# What's the origin of the "bench hook"?



## Etienne33 (Jul 10, 2014)

Hi all,

I'd like to know where, when and by whom was the bench hook invented.

Thanks a lot for your help


----------



## cabinetman (Jul 5, 2007)

We have an introduction section where you can say a few words about yourself. If you fill out your profile in your "User Control Panel", you can list any hobbies, experience, occupation, or if retired…from what, or other facts. You can also list your general geographical location which would be a help in answering some questions. In doing that your location will show under your username when you post. 

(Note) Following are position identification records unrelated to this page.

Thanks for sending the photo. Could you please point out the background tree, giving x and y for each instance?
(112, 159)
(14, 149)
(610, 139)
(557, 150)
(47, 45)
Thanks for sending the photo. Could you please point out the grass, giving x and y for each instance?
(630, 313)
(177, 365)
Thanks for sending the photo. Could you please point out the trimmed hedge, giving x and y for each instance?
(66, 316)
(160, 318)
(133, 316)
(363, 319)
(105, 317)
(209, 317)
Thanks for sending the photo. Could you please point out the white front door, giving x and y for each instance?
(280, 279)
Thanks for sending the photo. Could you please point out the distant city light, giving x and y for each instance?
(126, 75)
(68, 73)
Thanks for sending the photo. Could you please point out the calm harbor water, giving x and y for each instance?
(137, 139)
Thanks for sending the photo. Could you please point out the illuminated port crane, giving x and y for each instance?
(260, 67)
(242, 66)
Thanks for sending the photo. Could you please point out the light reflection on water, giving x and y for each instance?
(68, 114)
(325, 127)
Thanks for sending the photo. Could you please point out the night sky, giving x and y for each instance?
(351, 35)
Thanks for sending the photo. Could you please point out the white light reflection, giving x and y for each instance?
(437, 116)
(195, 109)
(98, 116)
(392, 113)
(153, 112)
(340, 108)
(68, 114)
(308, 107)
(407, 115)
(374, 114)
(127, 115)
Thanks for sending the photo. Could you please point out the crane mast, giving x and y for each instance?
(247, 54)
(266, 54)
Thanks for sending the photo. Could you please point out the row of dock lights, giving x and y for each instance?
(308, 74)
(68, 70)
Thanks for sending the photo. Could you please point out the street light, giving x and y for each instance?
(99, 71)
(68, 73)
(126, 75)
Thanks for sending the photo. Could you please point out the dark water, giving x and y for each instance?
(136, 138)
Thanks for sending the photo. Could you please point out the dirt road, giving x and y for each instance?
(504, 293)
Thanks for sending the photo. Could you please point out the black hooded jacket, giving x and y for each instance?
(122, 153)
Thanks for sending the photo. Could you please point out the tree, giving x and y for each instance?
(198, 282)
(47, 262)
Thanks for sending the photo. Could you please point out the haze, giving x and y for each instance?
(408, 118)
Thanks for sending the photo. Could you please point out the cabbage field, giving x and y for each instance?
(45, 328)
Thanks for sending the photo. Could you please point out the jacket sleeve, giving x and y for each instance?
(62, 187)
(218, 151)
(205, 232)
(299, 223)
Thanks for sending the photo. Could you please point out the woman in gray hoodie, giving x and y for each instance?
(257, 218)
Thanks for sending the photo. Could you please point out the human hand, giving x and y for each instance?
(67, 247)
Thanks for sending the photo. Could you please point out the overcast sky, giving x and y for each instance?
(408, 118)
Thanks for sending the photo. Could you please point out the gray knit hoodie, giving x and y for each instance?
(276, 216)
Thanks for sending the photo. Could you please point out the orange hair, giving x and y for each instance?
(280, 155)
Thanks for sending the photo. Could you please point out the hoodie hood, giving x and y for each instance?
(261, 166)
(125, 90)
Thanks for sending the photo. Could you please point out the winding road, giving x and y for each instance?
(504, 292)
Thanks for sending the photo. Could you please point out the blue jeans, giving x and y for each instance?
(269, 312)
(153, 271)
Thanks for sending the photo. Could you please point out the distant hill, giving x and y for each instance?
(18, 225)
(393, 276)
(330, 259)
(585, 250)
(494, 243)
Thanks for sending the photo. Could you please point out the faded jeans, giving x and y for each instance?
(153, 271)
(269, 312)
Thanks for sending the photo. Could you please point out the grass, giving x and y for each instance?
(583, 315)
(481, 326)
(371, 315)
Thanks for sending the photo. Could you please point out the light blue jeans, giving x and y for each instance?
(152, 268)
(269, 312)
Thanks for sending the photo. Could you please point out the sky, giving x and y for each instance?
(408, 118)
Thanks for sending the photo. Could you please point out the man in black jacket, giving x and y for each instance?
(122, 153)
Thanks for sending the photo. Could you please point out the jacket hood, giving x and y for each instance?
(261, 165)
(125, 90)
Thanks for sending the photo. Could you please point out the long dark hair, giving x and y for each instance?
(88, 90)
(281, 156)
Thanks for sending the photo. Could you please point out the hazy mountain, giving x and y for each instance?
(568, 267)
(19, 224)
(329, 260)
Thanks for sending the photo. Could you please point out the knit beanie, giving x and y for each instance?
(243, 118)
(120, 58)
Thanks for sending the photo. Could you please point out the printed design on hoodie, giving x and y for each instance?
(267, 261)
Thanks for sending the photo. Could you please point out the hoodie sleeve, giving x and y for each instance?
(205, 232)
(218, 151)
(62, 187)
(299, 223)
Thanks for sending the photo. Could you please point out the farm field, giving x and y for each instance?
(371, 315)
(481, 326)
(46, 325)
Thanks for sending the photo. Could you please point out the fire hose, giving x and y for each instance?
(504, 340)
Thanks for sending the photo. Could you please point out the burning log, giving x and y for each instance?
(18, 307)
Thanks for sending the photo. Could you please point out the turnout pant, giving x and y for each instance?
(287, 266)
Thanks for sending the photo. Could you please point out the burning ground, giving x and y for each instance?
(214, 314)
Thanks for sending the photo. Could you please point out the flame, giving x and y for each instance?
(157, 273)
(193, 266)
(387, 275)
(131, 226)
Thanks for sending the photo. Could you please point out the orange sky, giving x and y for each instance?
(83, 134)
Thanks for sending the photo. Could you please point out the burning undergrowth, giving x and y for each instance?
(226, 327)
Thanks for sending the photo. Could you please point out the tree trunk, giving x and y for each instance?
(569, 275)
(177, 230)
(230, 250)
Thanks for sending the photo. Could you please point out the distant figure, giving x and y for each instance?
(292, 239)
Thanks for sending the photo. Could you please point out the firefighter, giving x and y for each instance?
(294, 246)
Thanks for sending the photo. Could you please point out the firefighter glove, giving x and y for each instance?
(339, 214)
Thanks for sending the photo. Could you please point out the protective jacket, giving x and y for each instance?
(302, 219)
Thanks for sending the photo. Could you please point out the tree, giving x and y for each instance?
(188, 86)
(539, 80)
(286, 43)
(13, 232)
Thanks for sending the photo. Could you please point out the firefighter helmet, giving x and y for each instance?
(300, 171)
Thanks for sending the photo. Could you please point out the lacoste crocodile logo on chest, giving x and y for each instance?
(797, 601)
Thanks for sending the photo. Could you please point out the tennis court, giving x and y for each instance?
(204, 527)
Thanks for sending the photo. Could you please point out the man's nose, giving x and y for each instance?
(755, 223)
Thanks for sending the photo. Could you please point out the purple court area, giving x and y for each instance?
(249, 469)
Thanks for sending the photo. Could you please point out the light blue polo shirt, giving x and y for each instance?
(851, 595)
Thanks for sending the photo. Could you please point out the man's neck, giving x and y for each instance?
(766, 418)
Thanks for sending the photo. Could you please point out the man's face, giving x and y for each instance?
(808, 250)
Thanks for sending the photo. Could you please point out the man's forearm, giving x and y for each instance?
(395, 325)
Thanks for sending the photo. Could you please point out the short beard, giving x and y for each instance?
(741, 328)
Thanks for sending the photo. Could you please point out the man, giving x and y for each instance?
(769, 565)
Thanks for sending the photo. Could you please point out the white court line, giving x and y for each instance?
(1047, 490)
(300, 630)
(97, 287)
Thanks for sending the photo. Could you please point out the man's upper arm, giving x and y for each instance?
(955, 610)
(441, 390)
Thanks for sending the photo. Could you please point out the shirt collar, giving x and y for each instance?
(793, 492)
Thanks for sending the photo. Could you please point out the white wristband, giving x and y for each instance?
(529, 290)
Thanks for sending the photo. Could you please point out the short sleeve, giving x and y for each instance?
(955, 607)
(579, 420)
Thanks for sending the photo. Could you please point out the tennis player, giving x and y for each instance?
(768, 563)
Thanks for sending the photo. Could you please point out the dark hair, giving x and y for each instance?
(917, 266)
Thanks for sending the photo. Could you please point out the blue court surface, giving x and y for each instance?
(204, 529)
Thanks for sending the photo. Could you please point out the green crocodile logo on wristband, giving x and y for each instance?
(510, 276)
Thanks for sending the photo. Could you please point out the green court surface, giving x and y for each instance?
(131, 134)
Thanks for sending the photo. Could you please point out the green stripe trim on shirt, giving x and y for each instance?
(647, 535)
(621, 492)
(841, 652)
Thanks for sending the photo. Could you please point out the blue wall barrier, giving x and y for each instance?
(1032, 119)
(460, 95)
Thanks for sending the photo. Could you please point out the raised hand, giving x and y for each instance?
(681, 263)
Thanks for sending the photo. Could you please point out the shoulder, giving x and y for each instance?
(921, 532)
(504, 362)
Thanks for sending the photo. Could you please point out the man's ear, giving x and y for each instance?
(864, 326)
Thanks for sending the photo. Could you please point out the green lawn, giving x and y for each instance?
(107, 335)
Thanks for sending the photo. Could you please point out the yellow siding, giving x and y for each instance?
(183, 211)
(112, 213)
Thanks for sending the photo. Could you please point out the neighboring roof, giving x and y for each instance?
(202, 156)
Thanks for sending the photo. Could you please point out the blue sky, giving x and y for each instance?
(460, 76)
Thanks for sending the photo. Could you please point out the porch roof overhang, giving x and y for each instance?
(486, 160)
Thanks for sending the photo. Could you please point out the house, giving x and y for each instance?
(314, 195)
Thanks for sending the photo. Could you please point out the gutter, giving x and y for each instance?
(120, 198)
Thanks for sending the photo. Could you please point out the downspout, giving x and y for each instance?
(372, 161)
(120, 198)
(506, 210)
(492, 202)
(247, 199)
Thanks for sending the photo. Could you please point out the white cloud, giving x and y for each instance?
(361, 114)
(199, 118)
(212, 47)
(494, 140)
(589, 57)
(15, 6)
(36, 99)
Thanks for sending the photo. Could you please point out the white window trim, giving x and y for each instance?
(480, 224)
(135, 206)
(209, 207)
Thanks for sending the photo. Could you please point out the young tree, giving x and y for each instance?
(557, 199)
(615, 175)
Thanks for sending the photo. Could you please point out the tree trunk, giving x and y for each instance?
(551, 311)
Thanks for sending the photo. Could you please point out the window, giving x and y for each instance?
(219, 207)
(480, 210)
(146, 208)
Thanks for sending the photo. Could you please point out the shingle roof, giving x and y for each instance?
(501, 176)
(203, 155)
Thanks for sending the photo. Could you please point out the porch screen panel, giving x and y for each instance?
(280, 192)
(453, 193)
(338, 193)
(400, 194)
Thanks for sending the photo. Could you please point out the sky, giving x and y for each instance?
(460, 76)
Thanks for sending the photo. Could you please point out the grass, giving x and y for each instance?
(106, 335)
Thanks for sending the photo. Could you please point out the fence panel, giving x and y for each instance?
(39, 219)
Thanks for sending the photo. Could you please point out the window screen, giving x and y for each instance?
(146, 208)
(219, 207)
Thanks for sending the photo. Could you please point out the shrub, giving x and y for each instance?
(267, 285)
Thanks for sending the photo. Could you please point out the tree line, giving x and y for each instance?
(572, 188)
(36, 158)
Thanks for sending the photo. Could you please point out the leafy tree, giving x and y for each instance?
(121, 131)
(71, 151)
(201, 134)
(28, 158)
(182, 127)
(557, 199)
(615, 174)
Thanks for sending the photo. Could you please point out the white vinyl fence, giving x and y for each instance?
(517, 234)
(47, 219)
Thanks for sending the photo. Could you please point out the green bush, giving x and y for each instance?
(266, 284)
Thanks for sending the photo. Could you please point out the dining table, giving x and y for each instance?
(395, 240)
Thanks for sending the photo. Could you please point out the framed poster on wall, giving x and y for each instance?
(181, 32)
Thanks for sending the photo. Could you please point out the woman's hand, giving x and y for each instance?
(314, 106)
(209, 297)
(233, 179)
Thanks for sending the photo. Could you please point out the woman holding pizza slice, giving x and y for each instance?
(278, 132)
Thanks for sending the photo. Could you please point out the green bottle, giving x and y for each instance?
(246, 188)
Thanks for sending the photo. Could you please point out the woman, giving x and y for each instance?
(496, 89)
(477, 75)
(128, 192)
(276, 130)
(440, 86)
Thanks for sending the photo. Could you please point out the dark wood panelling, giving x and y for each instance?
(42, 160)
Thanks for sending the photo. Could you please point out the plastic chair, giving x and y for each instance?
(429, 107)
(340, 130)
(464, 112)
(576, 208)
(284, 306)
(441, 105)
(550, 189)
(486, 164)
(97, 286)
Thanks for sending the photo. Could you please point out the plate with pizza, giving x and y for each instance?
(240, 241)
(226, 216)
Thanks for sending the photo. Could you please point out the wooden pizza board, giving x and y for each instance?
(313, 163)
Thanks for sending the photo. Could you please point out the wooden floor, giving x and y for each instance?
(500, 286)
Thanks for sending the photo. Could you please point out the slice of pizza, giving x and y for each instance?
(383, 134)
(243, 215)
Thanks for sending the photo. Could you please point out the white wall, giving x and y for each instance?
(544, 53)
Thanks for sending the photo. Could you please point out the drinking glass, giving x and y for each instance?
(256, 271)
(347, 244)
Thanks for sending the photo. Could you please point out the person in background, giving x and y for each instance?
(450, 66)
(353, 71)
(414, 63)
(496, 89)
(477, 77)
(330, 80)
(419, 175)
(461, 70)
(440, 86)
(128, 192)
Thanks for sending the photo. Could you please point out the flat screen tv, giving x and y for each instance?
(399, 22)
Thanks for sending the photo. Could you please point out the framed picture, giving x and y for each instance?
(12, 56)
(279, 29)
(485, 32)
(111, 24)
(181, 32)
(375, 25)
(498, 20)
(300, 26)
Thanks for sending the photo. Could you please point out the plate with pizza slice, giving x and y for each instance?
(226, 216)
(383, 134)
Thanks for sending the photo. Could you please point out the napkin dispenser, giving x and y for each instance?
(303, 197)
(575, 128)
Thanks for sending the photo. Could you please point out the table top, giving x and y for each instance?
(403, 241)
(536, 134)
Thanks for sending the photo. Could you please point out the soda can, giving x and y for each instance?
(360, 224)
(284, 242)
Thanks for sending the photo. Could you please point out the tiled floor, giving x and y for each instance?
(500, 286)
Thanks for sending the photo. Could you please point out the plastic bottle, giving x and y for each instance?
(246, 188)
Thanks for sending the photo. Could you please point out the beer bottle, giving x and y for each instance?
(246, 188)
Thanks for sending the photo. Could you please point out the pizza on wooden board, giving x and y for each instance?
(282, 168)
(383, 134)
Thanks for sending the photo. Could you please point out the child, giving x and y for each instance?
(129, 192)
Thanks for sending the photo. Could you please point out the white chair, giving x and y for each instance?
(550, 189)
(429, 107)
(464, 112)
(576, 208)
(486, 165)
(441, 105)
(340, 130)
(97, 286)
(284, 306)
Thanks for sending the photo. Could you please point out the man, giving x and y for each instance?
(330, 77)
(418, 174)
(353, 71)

It was invented in 1971 by Carl Reynolds in Orlando, Florida.






















.


----------



## FrankC (Aug 24, 2012)

If this is what you are referring to it was invented long before 1971:


----------



## Al B Thayer (Dec 10, 2011)

I'm pretty sure we had them before 71.

http://books.google.com/books?id=HV...v=onepage&q=history of the bench hook&f=false

Al


----------



## FrankC (Aug 24, 2012)

Al B Thayer said:


> I'm pretty sure we had them before 71.
> 
> http://books.google.com/books?id=HV...v=onepage&q=history of the bench hook&f=false
> 
> Al


Hope the OP comes back and clarifies what he is referring to since a bench hook could be any one of several items as is stated in the link you provided.


----------



## Etienne33 (Jul 10, 2014)

Hi all,

@FrankC : yes, this is exactly what I'm referring to.
And yes, it's very old; I thought 18th century but maybe before, I don't know.


----------



## GeorgeC (Jul 30, 2008)

I doubt that anything that simple was really invented. 

George


----------



## Steve Neul (Sep 2, 2011)

Al B Thayer said:


> I'm pretty sure we had them before 71.
> 
> http://books.google.com/books?id=HV...v=onepage&q=history of the bench hook&f=false
> 
> Al


I took the remark cabinetman made as humor. As best as I can find out the bench hook came in the early 19th century. I don't think anyone will find out who made the first one. It would be like looking for the guy that made the first dovetail or mortise joint.


----------



## FrankC (Aug 24, 2012)

In the link that Al posted:

http://books.google.com/books?id=HVZ...20hook&f=false

The author credits Peter Nicholson with the first illustration of one in 1812.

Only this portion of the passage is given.